Thank you for visiting. Here you will find messages of hope and inspiration as you navigate your grief journey. We will also spotlight individuals and families who exemplify the meaning of transforming grief into gratitude.
|Posted on January 26, 2018 at 1:40 PM||comments (0)|
Did you keep a diary when you were younger recording the good, bad, and ugly things experienced during the day? You recorded thoughts that were only expressed in private, later intentionally shared, exposed without your permission, or even published.

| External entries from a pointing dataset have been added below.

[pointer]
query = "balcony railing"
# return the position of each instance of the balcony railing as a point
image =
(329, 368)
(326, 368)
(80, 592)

Journaling has many benefits. It is an excellent tool for exploring grief. Expressing your feelings of pain releases them from your head and from your heart … dumping onto a sheet of paper or the keyboard of a computer. You’ll find that the deeper you release these emotions, the faster you pen them. What happens after this moment of expression outside of your inner self? Usually, one feels better, even if for a brief period.

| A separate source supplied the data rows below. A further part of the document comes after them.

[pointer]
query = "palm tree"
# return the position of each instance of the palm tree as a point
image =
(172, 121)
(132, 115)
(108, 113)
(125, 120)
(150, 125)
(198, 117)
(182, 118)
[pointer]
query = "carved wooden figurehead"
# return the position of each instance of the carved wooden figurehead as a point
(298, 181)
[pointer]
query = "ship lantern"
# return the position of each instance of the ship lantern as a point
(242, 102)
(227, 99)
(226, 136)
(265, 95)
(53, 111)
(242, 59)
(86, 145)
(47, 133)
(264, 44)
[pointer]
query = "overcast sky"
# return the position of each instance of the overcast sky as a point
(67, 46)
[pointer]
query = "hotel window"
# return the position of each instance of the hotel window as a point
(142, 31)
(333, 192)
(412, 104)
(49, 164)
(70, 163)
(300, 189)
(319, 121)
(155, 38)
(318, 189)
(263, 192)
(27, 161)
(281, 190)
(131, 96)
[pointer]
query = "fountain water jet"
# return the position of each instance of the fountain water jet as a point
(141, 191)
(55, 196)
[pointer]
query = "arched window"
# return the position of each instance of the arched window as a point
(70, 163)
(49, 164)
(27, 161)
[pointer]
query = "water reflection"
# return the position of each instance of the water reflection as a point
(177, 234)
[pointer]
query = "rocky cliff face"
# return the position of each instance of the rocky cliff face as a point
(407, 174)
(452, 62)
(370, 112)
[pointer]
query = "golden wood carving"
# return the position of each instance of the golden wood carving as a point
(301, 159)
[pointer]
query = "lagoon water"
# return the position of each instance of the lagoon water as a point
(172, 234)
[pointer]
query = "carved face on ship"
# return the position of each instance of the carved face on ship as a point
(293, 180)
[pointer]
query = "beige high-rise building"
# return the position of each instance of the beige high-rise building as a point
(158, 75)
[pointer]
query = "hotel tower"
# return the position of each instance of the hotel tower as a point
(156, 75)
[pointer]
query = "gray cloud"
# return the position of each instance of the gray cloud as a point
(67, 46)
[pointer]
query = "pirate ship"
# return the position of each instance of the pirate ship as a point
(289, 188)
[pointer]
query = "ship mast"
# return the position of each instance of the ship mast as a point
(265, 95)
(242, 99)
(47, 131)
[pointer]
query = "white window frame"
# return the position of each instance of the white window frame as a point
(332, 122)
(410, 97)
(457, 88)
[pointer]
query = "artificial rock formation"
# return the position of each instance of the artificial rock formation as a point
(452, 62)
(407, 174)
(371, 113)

What about reflection? While writing, you also have the opportunity to reflect. You might gain a clearer perspective on your attitudes, emotions, and moods. You might even equate journaling to talking with a non-judgmental friend, confidant, spiritual advisor, counselor, or grief coach. It is a safe place to share your deepest feelings without being judged or condemned.
Make your journaling exercise a relaxing, stress-free experience.

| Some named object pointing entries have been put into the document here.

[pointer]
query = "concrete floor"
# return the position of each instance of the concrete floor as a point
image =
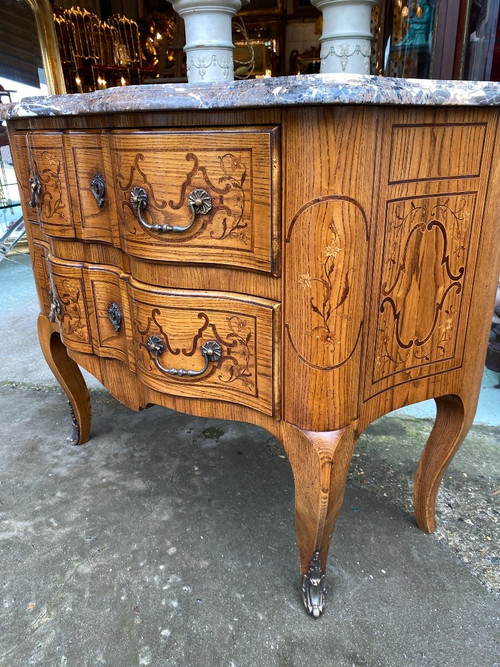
(169, 540)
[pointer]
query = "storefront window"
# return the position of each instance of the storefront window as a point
(409, 49)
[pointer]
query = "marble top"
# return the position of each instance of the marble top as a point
(269, 92)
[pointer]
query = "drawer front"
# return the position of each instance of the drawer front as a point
(91, 185)
(108, 300)
(49, 195)
(175, 330)
(232, 174)
(69, 304)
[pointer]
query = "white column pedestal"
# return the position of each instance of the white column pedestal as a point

Love and light to you on your grief journey. Download the free eBook, When Will the Pain Go Away at www.fromgrieftogratitude.com.
|Posted on January 21, 2018 at 12:45 AM||comments (0)|
100 years ago, when someone died, it might take months for word to reach loved ones more than a few miles away. Not being at the funeral wasn’t shameful or something to regret, it was just a part of life. Today, however, news travels across the globe instantly and we feel obligated to react no matter where we are or what we are doing. But we can’t always do that.
Living outside of the country, insecure finances, and responsibilities at home can prevent our presence at end-of-life celebrations for those we love. Individuals undergoing inpatient drug or alcohol abuse treatment may also be unable to interrupt rehabilitation at its most crucial point. Here are a few tips on how to ease into the healing process when distance is a barrier to the support you so desperately need.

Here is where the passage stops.